Avoiding Personal Liability as a Director

"Fiduciary Duties"

Owed by Nonprofit Board Members

WHAT IS A "FIDUCIARY DUTY"?:

Directors owe a legal duty of good faith, full disclosure, fair dealing, and undivided loyalty to the corporation.

Directors should always put aside their personal self interest and act in the best interest of the corporation. If a director is unable to do that he or she should resign for the board.

CONSEQUENCE OF A BREACH

A breach typically occurs when a director self deals for his or her own benefit or the benefit of another corporation in which that director has an interest.

If the corporation suffers damages as a result of the breach of a fiduciary duty the director in question can face personal liability in favor of the corporation, its members or its shareholders

TYPES OF FIDUCIARY DUTIES:

  • Conflict of Interest:

◦This can occur when a director is faced with a vote at a board meeting involving a matter in which the director has a personal interest (either directly or indirectly). The affected director in such a situation has a potential for divided loyalties..

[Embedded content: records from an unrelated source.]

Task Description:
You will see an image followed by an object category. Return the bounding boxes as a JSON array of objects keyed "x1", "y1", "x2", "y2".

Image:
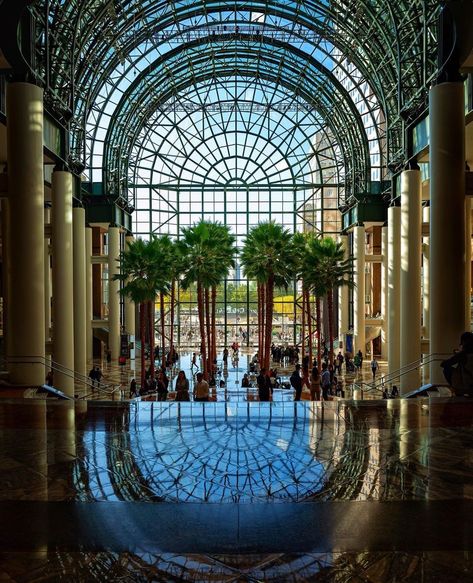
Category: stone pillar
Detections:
[
  {"x1": 0, "y1": 198, "x2": 11, "y2": 355},
  {"x1": 465, "y1": 198, "x2": 471, "y2": 331},
  {"x1": 52, "y1": 170, "x2": 74, "y2": 397},
  {"x1": 381, "y1": 227, "x2": 389, "y2": 360},
  {"x1": 108, "y1": 227, "x2": 120, "y2": 362},
  {"x1": 429, "y1": 82, "x2": 466, "y2": 383},
  {"x1": 353, "y1": 226, "x2": 366, "y2": 355},
  {"x1": 72, "y1": 208, "x2": 87, "y2": 386},
  {"x1": 6, "y1": 82, "x2": 45, "y2": 385},
  {"x1": 85, "y1": 227, "x2": 94, "y2": 362},
  {"x1": 422, "y1": 206, "x2": 430, "y2": 339},
  {"x1": 125, "y1": 237, "x2": 136, "y2": 360},
  {"x1": 338, "y1": 235, "x2": 349, "y2": 352},
  {"x1": 44, "y1": 208, "x2": 52, "y2": 342},
  {"x1": 400, "y1": 169, "x2": 422, "y2": 394},
  {"x1": 387, "y1": 206, "x2": 401, "y2": 383}
]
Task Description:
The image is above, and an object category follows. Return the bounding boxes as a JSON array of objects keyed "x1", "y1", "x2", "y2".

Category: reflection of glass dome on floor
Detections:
[{"x1": 75, "y1": 403, "x2": 358, "y2": 502}]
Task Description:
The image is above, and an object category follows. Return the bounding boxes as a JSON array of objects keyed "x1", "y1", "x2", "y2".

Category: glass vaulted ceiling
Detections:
[{"x1": 32, "y1": 0, "x2": 439, "y2": 217}]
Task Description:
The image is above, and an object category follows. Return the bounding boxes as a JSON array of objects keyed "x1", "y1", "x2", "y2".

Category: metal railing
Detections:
[
  {"x1": 351, "y1": 353, "x2": 450, "y2": 399},
  {"x1": 3, "y1": 356, "x2": 121, "y2": 400}
]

▪For example, a vote might involve the authorization for a lease, an employment contract, the sale of property, etc., and the director (or her family) has a personal stake in the outcome. It can also occur when the director has divided loyalties because he or she also serves on the board of the other corporation in the transaction.

◦How to Avoid Personal Liability. For a director to avoid personal liability when a matter comes before the board in which the director has a conflict of interest the director in question should follow the following procedures and then insist that minutes clearly show that the proper procedures were followed:

▪the minutes should show that the board member disclosed the potential conflict.

▪the minutes should reflect that there was a full discussion about how the proposed deal was in the best interests of the corporation

▪The minutes should show that the director with the conflict abstained from the vote .

▪The bottom line, however, is that the proposed transaction must actually be in the best interest of the corporation and not primariliy for the benefit of the director

◦If a director violates his or her fiduciary duty by voting at a board meeting despite the presence of a conflict of interest that director may later be found liable by a court for any damages suffered by the corporation, BUT, the vote itself is otherwise valid despite the director's violation of his or her fiduciary duty.

  • Duty of Loyalty. A director has a duty to act for the benefit of the corporation. A director's fiduciary duty is one of undivided loyalty to the corporation. That duty encompasses all of the elements of loyalty, care and fair dealing implicit in a fiduciary relationship.
  • The Duty to Act in Good Faith. Directors must act in the best interests of the corporation and its members or stockholders. More specifically, the Duty to Act in Good Faith prohibits directors from: (1) failing to act in the face of a known duty to act; (2) acting in a manner unrelated to a pursuit of the corporation’s best interest; and (3) maintaining a sustained or systematic failure to provide oversight.
  • Competing with the corporation. Violates that fundamentals of duty of undivided loyalty.
  • Usurpation of corporate opportunity. Directors cannot divert for themselves business opportunities that rightfully belong to the corporation.